There is a cumulative effect to all of these changes. There are benefit changes of several kinds that might kick in for the same household, together with changes in the support provided by local authorities for services such as home care. The cumulative effect of all these changes will be very harmful indeed to families who have someone who needs a certain level of care. There will also be a particular effect on the carers themselves, those people who we are only too pleased to praise in this one week of the year. We have to put our money where our mouth is on this subject.

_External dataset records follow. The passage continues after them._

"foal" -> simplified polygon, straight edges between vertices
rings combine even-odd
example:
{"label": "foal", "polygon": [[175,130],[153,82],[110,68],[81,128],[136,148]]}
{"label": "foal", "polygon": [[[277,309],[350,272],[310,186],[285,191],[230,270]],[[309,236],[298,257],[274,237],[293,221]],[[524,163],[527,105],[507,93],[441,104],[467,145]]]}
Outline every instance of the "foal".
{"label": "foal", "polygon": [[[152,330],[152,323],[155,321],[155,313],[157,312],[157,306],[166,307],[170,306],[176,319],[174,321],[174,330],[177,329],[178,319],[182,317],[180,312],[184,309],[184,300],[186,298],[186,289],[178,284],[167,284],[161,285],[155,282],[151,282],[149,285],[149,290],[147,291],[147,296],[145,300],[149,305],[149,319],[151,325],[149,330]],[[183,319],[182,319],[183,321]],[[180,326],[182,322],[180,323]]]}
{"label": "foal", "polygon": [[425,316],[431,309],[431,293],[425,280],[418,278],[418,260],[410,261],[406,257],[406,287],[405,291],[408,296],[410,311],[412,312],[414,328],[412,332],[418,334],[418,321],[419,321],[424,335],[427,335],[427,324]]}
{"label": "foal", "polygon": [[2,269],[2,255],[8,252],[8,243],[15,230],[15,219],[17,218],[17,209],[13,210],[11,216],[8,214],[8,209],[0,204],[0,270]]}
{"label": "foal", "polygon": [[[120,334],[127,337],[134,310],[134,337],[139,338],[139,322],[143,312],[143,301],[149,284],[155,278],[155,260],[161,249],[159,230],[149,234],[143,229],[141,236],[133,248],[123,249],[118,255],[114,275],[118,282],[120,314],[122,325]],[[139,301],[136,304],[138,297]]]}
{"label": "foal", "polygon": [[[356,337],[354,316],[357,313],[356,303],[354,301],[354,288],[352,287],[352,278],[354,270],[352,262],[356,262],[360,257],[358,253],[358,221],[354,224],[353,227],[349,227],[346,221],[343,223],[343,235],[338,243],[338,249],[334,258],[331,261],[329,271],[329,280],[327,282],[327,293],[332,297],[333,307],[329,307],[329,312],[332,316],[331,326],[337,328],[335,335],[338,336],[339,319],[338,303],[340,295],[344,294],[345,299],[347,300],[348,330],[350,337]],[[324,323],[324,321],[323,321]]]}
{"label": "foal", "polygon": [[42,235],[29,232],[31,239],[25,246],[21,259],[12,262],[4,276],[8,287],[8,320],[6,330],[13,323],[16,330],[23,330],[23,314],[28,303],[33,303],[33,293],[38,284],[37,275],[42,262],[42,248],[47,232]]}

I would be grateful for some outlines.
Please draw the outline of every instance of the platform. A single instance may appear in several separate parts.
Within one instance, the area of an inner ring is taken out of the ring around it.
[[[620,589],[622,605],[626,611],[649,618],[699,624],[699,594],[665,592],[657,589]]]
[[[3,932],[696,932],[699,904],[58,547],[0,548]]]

To conclude, I have a number of specific questions for the Minister. What assessment have the Government made of the impact on carers of the estimated £1 billion of cuts to social care services in the current financial year? What arrangements do the Government have in place to monitor what is happening at local level, so that they can fulfil their pledges to improve support for carers? The changes in benefits, such as the change from DLA to PIP and the move to universal credit, could lead to thousands of carers losing carer’s allowance, so is the Department of Health assessing the impact of those changes to families and indeed to services if families can no longer afford to provide care? Will the Minister seek to ensure that carers do not lose out in the welfare law reform proposals? At the moment, we are being told that some of these things will be ironed out, potentially in detailed regulations. So, whatever happens with the Welfare Reform Bill today, detailed regulations could still be needed and I want to know what the Minister will do to raise this issue with her colleagues in the Department for Work and Pensions. Also, do the Government intend to accept the Law Commission’s recommendations set out in its recent report on carers? Finally, how should the forthcoming reform of the funding of social care take account of carers’ contributions?
I thank everyone for their attention to this subject today and I look forward to hearing the Minister’s response in due course.